Très vite, il apparaît que, contrairement aux français quelques années plus tôt, les néerlandais n’ont nullement l’intention de résister. Ils évacuent progressivement leurs positions autour de la ville, les abandonnant aux milices serbes. Aucun appui aérien des forces de l’Onu, commandées à l’époque par le général français Janvier, ne vient contrecarrer les plans serbes.

Femmes déportées, hommes exécutés

Dès lors, le massacre est programmé. Comme depuis le début de la guerre, comme dans toute guerre d’épuration ethnique, le « vainqueur » veut frapper les esprits par des exactions, s’assurer du départ définitif de la population rejetée, empêcher tout rapprochement futur. Les casque bleus néerlandais assisteront sans réagir à l’arrestation et au tri de la population qu’ils étaient censés protéger. Femmes et enfants sont emmenés dans des bus vers la ligne de front, les hommes seront exécutés à l’abri des collines boisées environnantes. Le dernier massacre ethnique de Bosnie ne fait que prolonger les massacres perpétrés par les mêmes forces dans la même région deux ans plus tôt.

Évidemment, l’ampleur de ce massacre là « fait tâche ». Il n’empêchera pourtant pas les négociateurs des accords de Dayton d’accepter la division ethnique de la Bosnie selon les lignes fixées par les massacres, à l’exception de Goradze, sauvée par sa résistance et ses habitants.


Impunité des criminels

Quinze ans après, la Bosnie reste régie par ces accords fixant le partage criminel. Le pays n’est plus en guerre, on peut y circuler, mais il n’est pas sorti du système créé par l’armistice de Dayton.

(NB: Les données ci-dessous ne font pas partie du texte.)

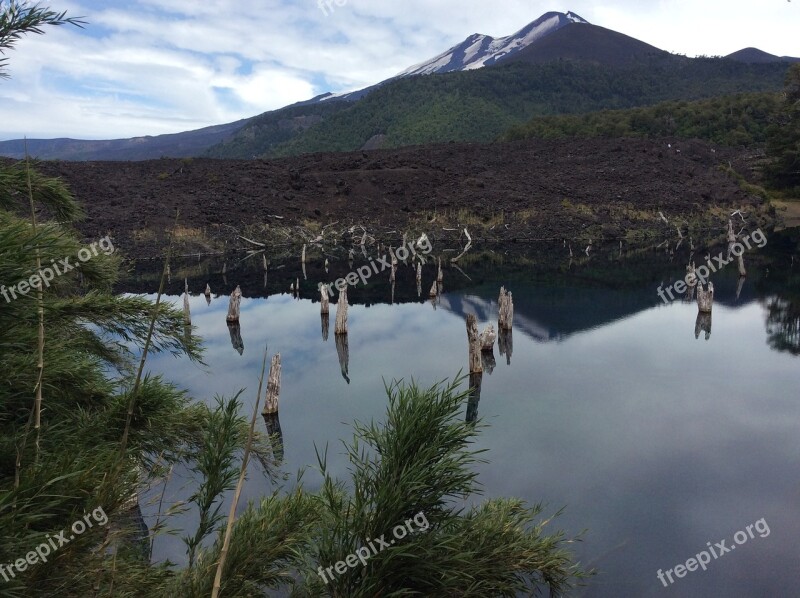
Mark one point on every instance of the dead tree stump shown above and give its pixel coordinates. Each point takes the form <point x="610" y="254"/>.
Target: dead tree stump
<point x="233" y="306"/>
<point x="488" y="336"/>
<point x="705" y="298"/>
<point x="273" y="386"/>
<point x="187" y="316"/>
<point x="505" y="344"/>
<point x="474" y="340"/>
<point x="236" y="337"/>
<point x="343" y="351"/>
<point x="341" y="313"/>
<point x="324" y="302"/>
<point x="506" y="305"/>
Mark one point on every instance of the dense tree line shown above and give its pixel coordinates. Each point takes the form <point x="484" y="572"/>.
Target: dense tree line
<point x="736" y="120"/>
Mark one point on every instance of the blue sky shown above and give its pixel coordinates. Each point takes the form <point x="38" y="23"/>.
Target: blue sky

Les Européens punissent les bosniaques de leur propre lâcheté en les maintenant dans un statut de souveraineté limitée et en leur imposant des visas pour circuler. Certains anciens criminels circulent librement grâce à des passeports croates ou serbes obligeamment délivrés par les pays voisins.

Le 4 juin dernier, lors d’une visite à Paris, Sven Alkalaj, du Ministre des affaires étrangères de Bosnie-Herzégovine, rappelle cette triste réalité : « De nombreux citoyens de Bosnie-Herzégovine jouissent d’une autre nationalité, Serbe ou Croate. Ils ont donc un double passeport et peuvent circuler librement dans toute l’Europe. Alors que le reste de la population, surtout la jeunesse, est assignée à résidence. »

Quinze ans après, l’Europe devrait se souvenir non seulement du crime perpétré par Ratko Mladic et ses troupes, mais aussi de la passivité européenne qui l’a rendue possible.

Ratko Mladic est toujours en liberté.